Hierarchical Navigable Small World (HNSW) graphs are among the top-performing indexes for vector similarity search^{[1]}. HNSW is a hugely popular technology that time and time again produces state-of-the-art performance with super fast search speeds and fantastic recall.

Yet despite being a popular and robust algorithm for approximate nearest neighbors (ANN) searches, understanding how it works is far from easy.

**Note: Pinecone lets you build scalable, performant vector search into applications without knowing anything about HNSW or vector indexing libraries. But we know you like seeing how things work, so enjoy the guide!**

This article helps demystify HNSW and explains this intelligent algorithm in an easy-to-understand way. Towards the end of the article, we’ll look at how to implement HNSW using Faiss and which parameter settings give us the performance we need.

## Foundations of HNSW

We can split ANN algorithms into three distinct categories; trees, hashes, and graphs. HNSW slots into the *graph* category. More specifically, it is a *proximity graph*, in which two vertices are linked based on their proximity (closer vertices are linked) — often defined in Euclidean distance.
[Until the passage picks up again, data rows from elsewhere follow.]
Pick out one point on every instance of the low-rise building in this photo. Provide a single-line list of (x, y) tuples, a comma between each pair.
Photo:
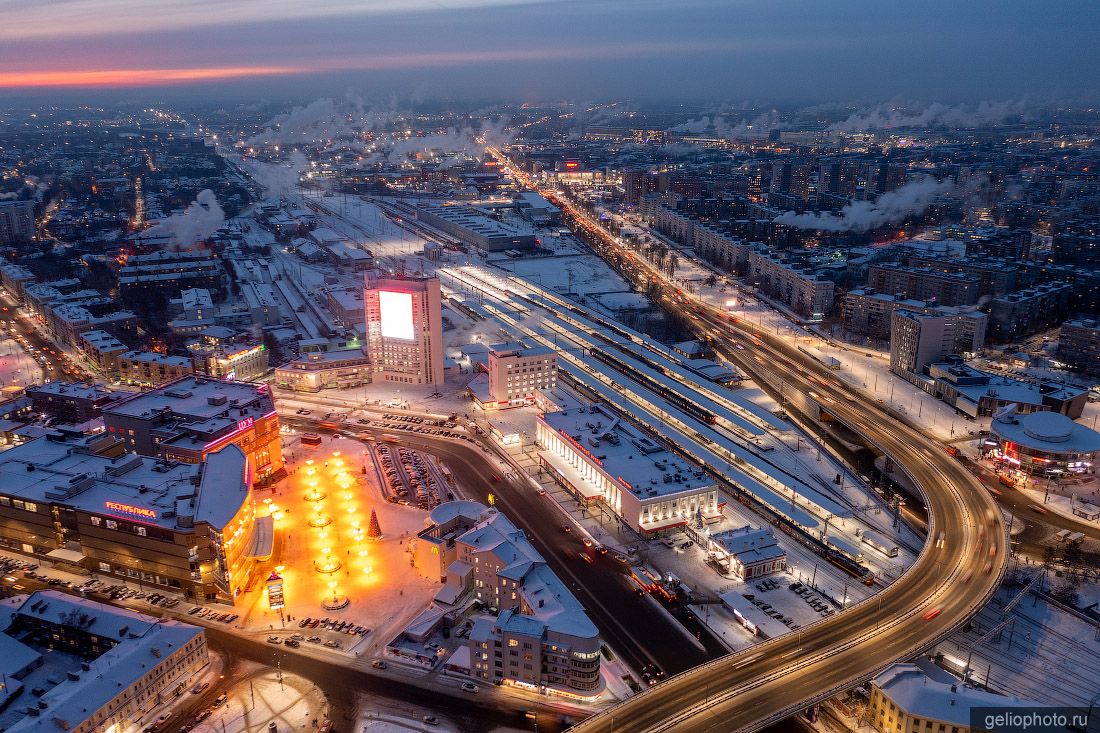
[(131, 665), (517, 372), (186, 527), (598, 457), (73, 402), (331, 365), (802, 290), (1030, 310), (749, 553), (1042, 444), (1079, 345), (866, 312), (976, 393), (194, 416), (540, 637), (151, 368), (475, 229), (224, 353), (905, 699)]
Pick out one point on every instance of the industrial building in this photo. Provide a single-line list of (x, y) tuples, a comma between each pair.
[(540, 637), (598, 457)]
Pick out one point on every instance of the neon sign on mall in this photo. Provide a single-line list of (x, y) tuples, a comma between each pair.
[(133, 511)]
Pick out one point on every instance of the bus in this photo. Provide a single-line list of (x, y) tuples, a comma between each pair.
[(844, 547), (879, 543)]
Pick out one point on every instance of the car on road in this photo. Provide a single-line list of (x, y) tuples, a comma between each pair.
[(931, 613)]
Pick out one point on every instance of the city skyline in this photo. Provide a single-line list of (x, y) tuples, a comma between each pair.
[(690, 52)]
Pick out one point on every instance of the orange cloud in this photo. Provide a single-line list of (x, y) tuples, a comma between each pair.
[(134, 77)]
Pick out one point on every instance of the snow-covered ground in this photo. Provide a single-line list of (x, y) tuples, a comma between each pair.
[(17, 367), (261, 696), (1046, 655)]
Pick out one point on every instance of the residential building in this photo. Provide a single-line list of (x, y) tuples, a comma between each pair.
[(540, 636), (1029, 310), (128, 664), (919, 339), (721, 248), (598, 457), (910, 699), (948, 288), (1079, 345), (194, 416), (976, 393), (17, 221), (73, 402), (803, 291), (186, 527), (868, 313), (404, 329)]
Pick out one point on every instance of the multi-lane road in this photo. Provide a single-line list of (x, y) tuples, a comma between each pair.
[(954, 576)]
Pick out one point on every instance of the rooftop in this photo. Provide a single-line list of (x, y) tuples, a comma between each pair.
[(198, 398), (1052, 433), (640, 463), (141, 643), (920, 696), (133, 488)]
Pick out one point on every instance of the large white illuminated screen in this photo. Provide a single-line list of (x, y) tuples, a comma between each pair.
[(396, 309)]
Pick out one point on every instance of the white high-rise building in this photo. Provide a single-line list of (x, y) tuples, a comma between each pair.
[(17, 221), (404, 329)]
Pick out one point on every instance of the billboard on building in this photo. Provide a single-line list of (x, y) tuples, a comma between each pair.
[(396, 314)]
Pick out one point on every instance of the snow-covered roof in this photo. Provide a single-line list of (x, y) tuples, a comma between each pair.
[(142, 643), (624, 452), (129, 488), (1051, 433), (919, 696), (548, 603)]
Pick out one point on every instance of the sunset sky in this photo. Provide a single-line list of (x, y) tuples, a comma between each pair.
[(686, 50)]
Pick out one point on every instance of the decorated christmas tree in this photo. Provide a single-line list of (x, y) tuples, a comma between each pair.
[(374, 531)]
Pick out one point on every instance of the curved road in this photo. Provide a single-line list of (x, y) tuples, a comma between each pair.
[(952, 579)]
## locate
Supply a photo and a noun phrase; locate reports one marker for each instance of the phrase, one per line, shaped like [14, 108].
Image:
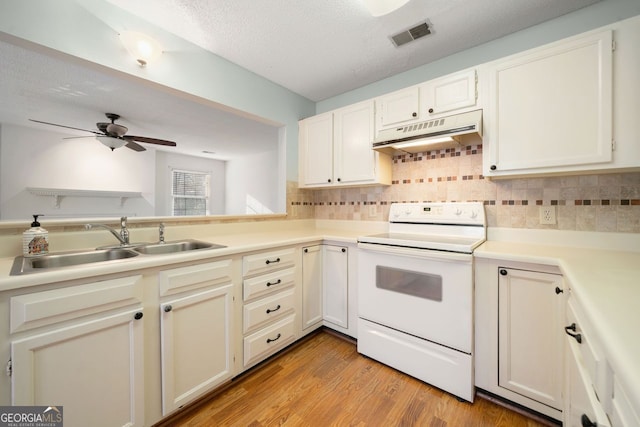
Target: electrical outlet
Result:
[547, 214]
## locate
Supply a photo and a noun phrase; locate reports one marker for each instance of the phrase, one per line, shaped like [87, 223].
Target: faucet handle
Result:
[161, 232]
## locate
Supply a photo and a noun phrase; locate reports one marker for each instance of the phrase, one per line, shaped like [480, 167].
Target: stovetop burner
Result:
[454, 227]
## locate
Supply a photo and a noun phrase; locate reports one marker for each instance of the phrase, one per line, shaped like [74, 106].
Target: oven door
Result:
[423, 293]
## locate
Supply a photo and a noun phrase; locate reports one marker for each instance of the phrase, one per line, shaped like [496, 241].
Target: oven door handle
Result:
[418, 253]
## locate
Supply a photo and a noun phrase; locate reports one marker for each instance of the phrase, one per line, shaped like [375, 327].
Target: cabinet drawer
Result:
[268, 283]
[592, 357]
[267, 341]
[267, 261]
[194, 276]
[263, 311]
[48, 307]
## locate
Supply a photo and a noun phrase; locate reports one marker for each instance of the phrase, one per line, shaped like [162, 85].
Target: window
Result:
[190, 192]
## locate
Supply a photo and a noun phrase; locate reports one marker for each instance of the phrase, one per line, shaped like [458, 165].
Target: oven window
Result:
[421, 285]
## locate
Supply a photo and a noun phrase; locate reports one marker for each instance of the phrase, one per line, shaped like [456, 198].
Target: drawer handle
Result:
[269, 340]
[275, 309]
[570, 330]
[586, 422]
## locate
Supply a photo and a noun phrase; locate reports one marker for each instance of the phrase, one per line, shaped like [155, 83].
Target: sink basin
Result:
[175, 246]
[23, 265]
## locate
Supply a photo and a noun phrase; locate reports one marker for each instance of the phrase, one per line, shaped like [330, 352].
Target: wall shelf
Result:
[59, 193]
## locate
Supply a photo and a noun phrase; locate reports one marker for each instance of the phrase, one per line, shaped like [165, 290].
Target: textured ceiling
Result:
[321, 48]
[316, 48]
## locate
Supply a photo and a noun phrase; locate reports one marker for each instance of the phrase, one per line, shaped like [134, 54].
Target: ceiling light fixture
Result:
[383, 7]
[143, 48]
[111, 142]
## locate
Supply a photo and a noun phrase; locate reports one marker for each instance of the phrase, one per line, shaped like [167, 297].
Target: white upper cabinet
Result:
[550, 108]
[447, 94]
[398, 108]
[335, 149]
[316, 150]
[428, 100]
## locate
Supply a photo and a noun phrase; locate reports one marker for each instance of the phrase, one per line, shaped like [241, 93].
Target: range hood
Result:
[444, 132]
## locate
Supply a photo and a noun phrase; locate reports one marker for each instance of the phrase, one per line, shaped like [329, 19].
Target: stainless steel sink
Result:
[175, 247]
[24, 265]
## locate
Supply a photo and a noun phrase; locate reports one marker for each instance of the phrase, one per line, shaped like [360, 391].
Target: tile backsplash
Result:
[600, 202]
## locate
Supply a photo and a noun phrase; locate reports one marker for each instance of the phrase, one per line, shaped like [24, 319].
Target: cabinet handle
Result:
[570, 330]
[586, 422]
[269, 340]
[275, 309]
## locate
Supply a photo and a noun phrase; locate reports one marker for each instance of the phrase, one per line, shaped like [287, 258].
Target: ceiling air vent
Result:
[411, 34]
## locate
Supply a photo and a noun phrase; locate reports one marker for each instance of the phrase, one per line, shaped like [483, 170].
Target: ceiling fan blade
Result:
[150, 140]
[135, 147]
[63, 126]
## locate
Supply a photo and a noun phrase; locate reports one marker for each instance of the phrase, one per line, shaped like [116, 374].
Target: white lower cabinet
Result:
[269, 303]
[81, 347]
[311, 286]
[530, 338]
[335, 286]
[196, 313]
[518, 333]
[584, 365]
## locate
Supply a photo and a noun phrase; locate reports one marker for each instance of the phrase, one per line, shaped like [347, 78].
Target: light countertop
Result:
[604, 280]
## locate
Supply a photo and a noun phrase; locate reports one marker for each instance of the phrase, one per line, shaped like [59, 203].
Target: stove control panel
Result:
[468, 213]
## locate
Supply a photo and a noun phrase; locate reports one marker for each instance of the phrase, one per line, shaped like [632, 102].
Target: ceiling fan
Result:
[113, 135]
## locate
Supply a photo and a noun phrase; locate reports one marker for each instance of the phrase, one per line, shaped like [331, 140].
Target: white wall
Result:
[166, 162]
[33, 158]
[250, 184]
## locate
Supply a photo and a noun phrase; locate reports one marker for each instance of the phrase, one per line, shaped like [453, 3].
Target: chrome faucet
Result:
[161, 232]
[123, 237]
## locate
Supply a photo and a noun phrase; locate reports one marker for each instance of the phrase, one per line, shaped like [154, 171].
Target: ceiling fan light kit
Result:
[110, 142]
[142, 48]
[113, 135]
[383, 7]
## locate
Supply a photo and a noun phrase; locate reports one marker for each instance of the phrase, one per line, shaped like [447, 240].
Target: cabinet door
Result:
[196, 345]
[449, 93]
[354, 159]
[530, 334]
[93, 369]
[311, 286]
[398, 108]
[335, 285]
[551, 108]
[316, 150]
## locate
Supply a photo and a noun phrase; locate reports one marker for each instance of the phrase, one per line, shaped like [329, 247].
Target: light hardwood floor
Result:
[325, 382]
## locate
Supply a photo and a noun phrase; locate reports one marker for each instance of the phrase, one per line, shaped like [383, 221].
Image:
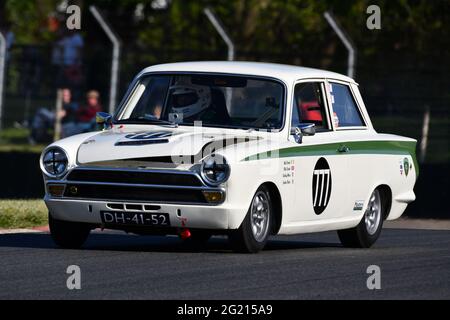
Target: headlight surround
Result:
[54, 162]
[215, 170]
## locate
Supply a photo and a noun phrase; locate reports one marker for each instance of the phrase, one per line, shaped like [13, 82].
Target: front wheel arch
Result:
[277, 206]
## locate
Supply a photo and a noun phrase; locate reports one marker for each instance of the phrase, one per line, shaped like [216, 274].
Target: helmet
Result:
[190, 100]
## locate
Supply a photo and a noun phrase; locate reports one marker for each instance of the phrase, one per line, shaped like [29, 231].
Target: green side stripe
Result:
[356, 147]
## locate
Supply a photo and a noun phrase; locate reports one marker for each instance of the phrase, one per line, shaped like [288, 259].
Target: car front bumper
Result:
[181, 215]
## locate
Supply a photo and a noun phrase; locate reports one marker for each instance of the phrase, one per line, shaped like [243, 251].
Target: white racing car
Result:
[243, 149]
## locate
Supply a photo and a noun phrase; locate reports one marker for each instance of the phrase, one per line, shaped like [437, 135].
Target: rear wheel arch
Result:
[386, 198]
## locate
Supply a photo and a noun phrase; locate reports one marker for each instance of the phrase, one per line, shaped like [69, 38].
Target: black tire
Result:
[68, 235]
[243, 239]
[359, 237]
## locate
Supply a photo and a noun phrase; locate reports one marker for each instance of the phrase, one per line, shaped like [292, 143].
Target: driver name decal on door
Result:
[321, 186]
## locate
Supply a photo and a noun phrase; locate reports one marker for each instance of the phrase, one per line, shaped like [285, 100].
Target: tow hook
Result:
[185, 234]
There is a significant leap in complexity from a *‘proximity’* graph to *‘hierarchical navigable small world’* graph. We will describe two fundamental techniques that contributed most heavily to HNSW: the probability skip list, and navigable small world graphs.

### Probability Skip List

The probability skip list was introduced *way back* in 1990 by *William Pugh* ^{[2]}. It allows fast search like a sorted array, while using a linked list structure for easy (and fast) insertion of new elements (something that is not possible with sorted arrays).

Skip lists work by building several layers of linked lists. On the first layer, we find links that *skip* many intermediate nodes/vertices. As we move down the layers, the number of *‘skips’* by each link is decreased.

To search a skip list, we start at the highest layer with the longest *‘skips’* and move along the edges towards the right (below). If we find that the current node ‘key’ is *greater than* the key we are searching for — we know we have overshot our target, so we move down to previous node in the *next* level.

A probability skip list structure, we start on the top layer. If our current key is greater than the key we are searching for (or we reach `end`

), we drop to the next layer.

HNSW inherits the same layered format with longer edges in the highest layers (for fast search) and shorter edges in the lower layers (for accurate search).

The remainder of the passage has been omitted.